Failure to Monitor and Document Blood Pressure After Change in Condition
Penalty
Summary
The facility failed to ensure proper blood pressure monitoring following a change in condition for a resident with a history of left-sided hemiplegia, hemiparesis, psychophysiologic insomnia, epileptic syndrome, and cognitive and emotional deficits after cerebrovascular disease. On the day of the incident, the resident was noted to have altered mental status and slurred speech, and a CNA reported these changes to an RN. The RN found the resident's blood pressure to be significantly low (66/40), and after interventions such as laying the resident down and providing fluids, the blood pressure improved slightly. The physician and the resident's son were notified, and the physician instructed continued monitoring, with the RN relaying the situation to the oncoming nurse at shift change. Despite these instructions and the facility's policy requiring documentation of changes in condition and ongoing monitoring, there was a lack of documented blood pressure readings and vital signs after the initial incident.
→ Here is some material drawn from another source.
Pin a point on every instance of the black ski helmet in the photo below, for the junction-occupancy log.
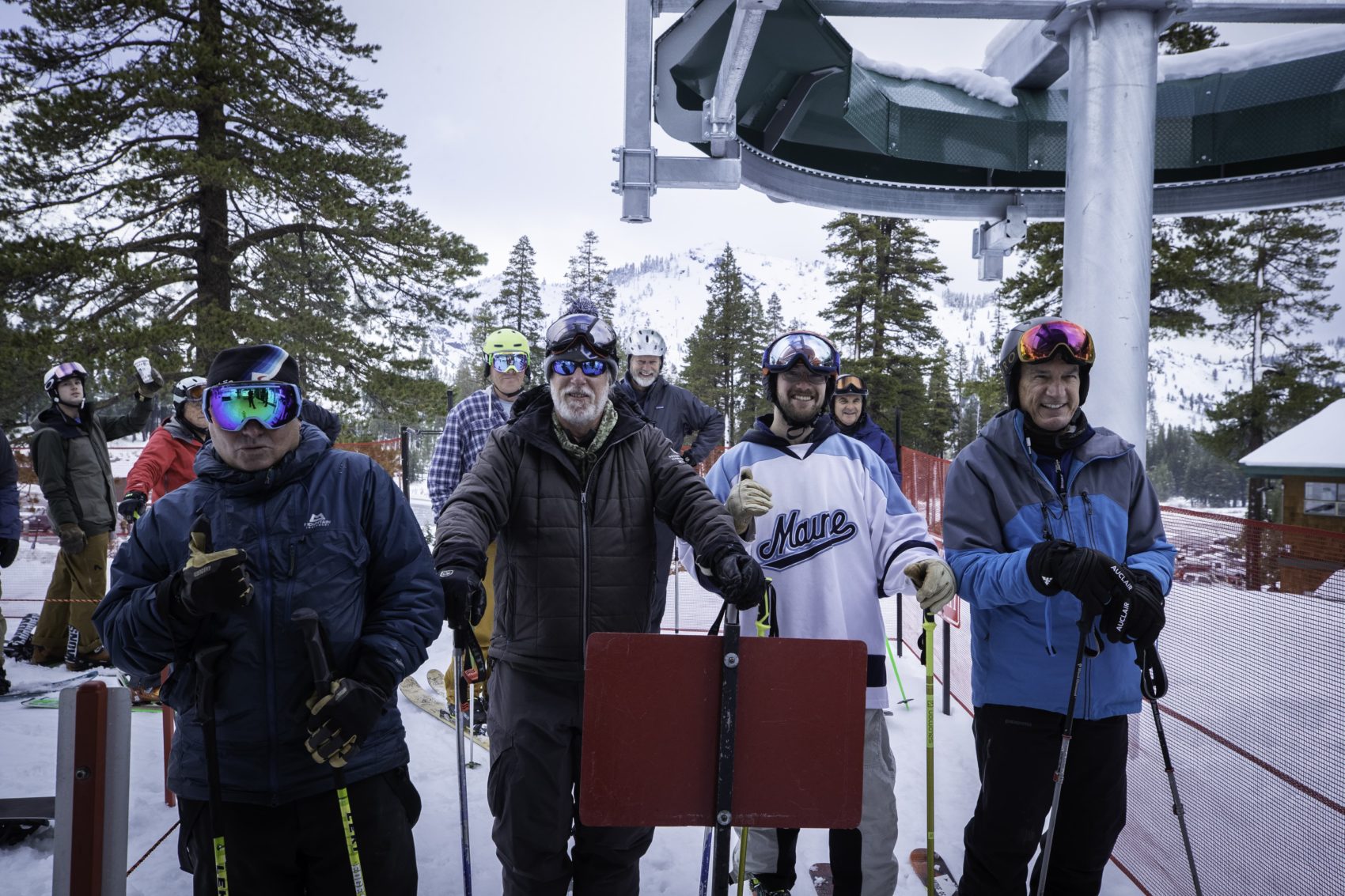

The only documented blood pressure readings were at the time of the incident and one subsequent reading, with no times recorded for the latter. Progress notes indicated that monitoring was to continue, but there were no further documented vital signs or blood pressure checks in the medical record, and the electronic charting tab showed no recent entries. Interviews with staff confirmed that vital signs should have been monitored and documented until the resident was stable, but this was not done.